Ministry of Sports, Recreation, Arts and Culture

Ministry overview
- Preceding Ministry: Ministry of Youth, Sport, Arts and Recreation;
- Jurisdiction: Government of Zimbabwe
- Headquarters: 20th Floor, Mukwati Building, Cnr Livingstone Ave and Simon Muzenda St, Harare 17°49′20″S 31°03′13″E﻿ / ﻿17.822226°S 31.053727°E
- Minister responsible: Anselem Nhamo Sanyatwe, Minister of Sport, Recreation, Arts and Culture;
- Deputy Minister responsible: Emily Jesaya, Deputy Minister of Sport, Recreation, Arts and Culture;
- Ministry executive: Nicholas Moyo, Permanent Secretary;
- Parent department: Cabinet of Zimbabwe
- Website: x.com/minsport_artszw

= Ministry of Sport, Recreation, Arts and Culture =

Government ministry of Zimbabwe

The Ministry of Sports, Recreation, Arts and Culture is a cabinet ministry of the government of Zimbabwe.
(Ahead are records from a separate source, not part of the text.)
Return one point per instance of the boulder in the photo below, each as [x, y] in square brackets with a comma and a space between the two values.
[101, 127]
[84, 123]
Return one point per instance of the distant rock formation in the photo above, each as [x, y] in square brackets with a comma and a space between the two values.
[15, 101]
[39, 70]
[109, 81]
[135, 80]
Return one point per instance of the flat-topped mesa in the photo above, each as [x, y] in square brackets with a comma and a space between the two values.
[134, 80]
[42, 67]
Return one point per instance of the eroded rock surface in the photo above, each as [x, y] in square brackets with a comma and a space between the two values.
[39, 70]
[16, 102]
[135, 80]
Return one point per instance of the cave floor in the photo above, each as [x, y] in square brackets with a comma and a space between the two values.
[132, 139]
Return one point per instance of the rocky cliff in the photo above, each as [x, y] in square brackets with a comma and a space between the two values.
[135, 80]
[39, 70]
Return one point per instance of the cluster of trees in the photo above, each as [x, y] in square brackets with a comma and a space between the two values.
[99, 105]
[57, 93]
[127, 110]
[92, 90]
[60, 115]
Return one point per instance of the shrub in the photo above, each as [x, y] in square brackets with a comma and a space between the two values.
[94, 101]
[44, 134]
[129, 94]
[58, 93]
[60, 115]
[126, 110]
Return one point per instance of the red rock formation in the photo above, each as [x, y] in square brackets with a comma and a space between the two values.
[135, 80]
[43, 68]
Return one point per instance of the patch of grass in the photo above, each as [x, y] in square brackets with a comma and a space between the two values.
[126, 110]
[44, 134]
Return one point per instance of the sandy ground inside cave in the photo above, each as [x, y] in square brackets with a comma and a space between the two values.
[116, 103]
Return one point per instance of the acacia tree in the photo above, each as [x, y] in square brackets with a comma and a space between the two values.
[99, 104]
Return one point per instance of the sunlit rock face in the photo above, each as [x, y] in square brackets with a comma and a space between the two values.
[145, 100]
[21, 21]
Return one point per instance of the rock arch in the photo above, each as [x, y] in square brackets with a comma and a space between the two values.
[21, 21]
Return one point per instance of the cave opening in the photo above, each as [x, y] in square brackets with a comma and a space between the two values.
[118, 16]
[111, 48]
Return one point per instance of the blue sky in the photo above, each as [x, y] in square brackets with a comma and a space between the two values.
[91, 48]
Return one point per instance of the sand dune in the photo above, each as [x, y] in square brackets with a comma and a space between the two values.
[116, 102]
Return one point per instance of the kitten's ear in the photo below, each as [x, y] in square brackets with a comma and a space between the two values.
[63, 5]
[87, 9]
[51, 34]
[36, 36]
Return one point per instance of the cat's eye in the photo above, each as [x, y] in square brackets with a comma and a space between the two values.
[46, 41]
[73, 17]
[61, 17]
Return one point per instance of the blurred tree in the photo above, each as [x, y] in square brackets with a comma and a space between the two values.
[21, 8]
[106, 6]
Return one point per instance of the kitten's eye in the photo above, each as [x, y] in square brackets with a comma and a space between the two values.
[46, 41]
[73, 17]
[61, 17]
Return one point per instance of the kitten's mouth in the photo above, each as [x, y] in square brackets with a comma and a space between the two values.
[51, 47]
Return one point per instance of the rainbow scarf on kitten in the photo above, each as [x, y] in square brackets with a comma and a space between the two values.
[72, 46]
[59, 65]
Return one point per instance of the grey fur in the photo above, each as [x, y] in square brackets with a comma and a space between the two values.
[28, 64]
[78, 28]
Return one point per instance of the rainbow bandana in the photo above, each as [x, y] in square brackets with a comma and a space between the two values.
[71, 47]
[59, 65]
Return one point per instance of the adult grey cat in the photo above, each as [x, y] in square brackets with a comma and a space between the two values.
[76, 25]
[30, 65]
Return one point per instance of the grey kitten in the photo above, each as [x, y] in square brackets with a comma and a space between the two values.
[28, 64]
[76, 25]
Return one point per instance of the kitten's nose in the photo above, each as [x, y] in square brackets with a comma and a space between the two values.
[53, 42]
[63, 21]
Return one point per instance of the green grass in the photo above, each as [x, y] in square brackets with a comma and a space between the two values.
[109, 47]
The position was created by President Emmerson Mnangagwa following his cabinet formation in December 2017 when he split Higher Education and Primary and Secondary Education into two separate government agencies, the latter being responsible for sports and the arts prior to this move.

The minister is The Honourable Lieutenant General (Rtd) Anselem Nhamo Sanyatwe, who was appointed on 25 March 2025, replacing former Olympic swimmer Kirsty Coventry, following her election as President of the International Olympic Committee.

In 1980, Robert Mugabe created a Ministry of Youth, Sport and Recreation, which he filled with a woman.